If you are unhappy with the results of the credit bureau’s investigation, you can always initiate another dispute, but keep in mind that this in unlikely to change anything unless you bring forth new evidence in support of your case.
You can also escalate your case to the FTC or the Consumer Financial Protection Bureau, if necessary. If a credit report error is serious enough, you may also wish to hire an attorney that specializes in such matters.
At the end of the day, mistakes on your credit reports should not be taken lightly given how much money and time they can end up costing you. So, if you believe your dispute to be legitimate, do not get frustrated if the process takes a while or you run into a few roadblocks along the way.

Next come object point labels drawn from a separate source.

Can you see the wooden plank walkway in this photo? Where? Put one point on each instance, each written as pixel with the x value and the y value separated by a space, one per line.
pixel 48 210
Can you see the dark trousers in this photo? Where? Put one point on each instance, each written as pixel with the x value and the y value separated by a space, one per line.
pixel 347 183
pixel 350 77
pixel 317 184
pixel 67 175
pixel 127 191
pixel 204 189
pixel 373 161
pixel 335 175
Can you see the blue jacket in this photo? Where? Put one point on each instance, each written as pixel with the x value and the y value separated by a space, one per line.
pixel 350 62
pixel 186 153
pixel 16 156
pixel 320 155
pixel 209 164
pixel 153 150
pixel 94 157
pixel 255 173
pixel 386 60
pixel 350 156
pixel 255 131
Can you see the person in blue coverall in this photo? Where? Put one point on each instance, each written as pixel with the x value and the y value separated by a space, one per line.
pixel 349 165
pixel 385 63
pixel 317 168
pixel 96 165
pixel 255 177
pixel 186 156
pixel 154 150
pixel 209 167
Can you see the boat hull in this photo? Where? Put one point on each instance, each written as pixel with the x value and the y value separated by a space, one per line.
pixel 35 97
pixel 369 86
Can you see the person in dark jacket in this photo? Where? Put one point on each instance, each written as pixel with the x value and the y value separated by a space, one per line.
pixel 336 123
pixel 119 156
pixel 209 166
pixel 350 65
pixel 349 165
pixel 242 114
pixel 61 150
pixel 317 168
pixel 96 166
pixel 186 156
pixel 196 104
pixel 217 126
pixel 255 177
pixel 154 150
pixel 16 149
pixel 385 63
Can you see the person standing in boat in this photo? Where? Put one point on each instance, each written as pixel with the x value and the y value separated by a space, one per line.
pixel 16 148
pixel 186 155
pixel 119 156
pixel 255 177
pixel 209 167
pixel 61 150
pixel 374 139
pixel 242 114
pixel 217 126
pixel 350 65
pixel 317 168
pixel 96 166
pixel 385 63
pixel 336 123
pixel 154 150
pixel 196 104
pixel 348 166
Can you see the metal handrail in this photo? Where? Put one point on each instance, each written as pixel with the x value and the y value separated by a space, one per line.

Instead, trust the process and explore every option at your disposal.
This does not include paying credit “repair” services that promise miracle fixes. “A bad credit report and low score will drive some percentage of the public to take steps to fix it, where they are unable or unwilling to ‘fix’ it via the long and hard process of reducing debt, reducing the percentage of credit lines used, increasing income, etc.” says attorney Cary Flitter, a leading expert in consumer law. “Many credit repair places take advantage because they use unscrupulous methods to try to increase the credit score.”
Michael Salinger, a professor of management at Boston University and the former director of the Federal Trade Commission’s Bureau of Economics, adds: "There are a lot of fraudulent services out there offering to help people fix financial problems. When I was at the FTC, we sued a lot of them. But eliminating the fraudulent companies is like playing Whack-a-mole."
So, remember: There aren’t any silver bullets when it comes to fixing credit report errors, and you’re better off saving the money.